The Line That Should Never Be Blurred

Emily - San Antonio, Texas
Entered on October 16, 2008

When election time rolls around, most presidential hopefuls start to kiss-up to every group of people that might vote for them. They use their values and policies as selling points, but they also use their religious views to try and draw in potential voters. When politicians bring religion into the picture it always troubles me, because I believe in the separation of Church and State.

This country was founded on freedom of religion. People have the right to believe, or not believe, in anything they wish. Having a president that bases all of his or her decisions on his or her own religious views (and not what’s best for the country is a scary thought).
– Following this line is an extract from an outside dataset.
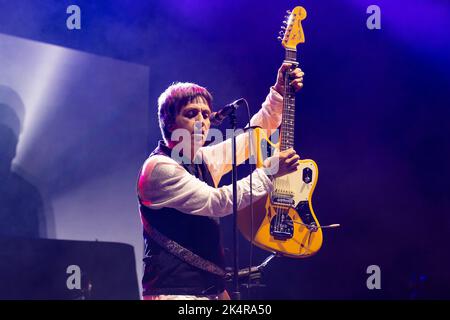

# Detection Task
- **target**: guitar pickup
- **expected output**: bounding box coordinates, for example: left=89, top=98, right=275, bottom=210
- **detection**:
left=271, top=195, right=295, bottom=206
I get nervous when a politician thinks creationism should be taught in school. Not everyone believes that God created everything, and it shouldn’t be the government’s job to tell people what they should believe. I’d rather stick with learning what is scientifically proven, not what people believe happened.

The government should have no say in who is allowed to get married to whom. Marriage has nothing to do with politics, and it should stay that way. The government and people, who it doesn’t affect, should have no say in whether or not gay marriage is legal. It doesn’t affect straight people or the government in a negative way. In fact, it does not affect them at all. Gay marriage is definitely a topic where the lines of church and state often get blurred. In my opinion, those lines should never be blurred to begin with. Someone cannot let their religion dictate other people’s (who may not share the same beliefs) lives.

Politicians shouldn’t be able to decide what a woman can do with her body just because they don’t agree with her decisions. The worst thing is when a male politician, who believes that abortion is wrong, thinks he can make a personal decision for a woman. He has no idea, but because his view is “right” it must be turned into law. The decision to have, or not to have, an abortion is the decision of the women involved, and no one else. It is her body and the government should never be allowed to make a decision that personal for someone.

I believe in the separation of Church and State because I don’t want to be told what I can and cannot do based on a religion that I don’t belong to. When I see political ads that have a politician using their religion and promising laws based on their religion, I tend to want to vote for someone else.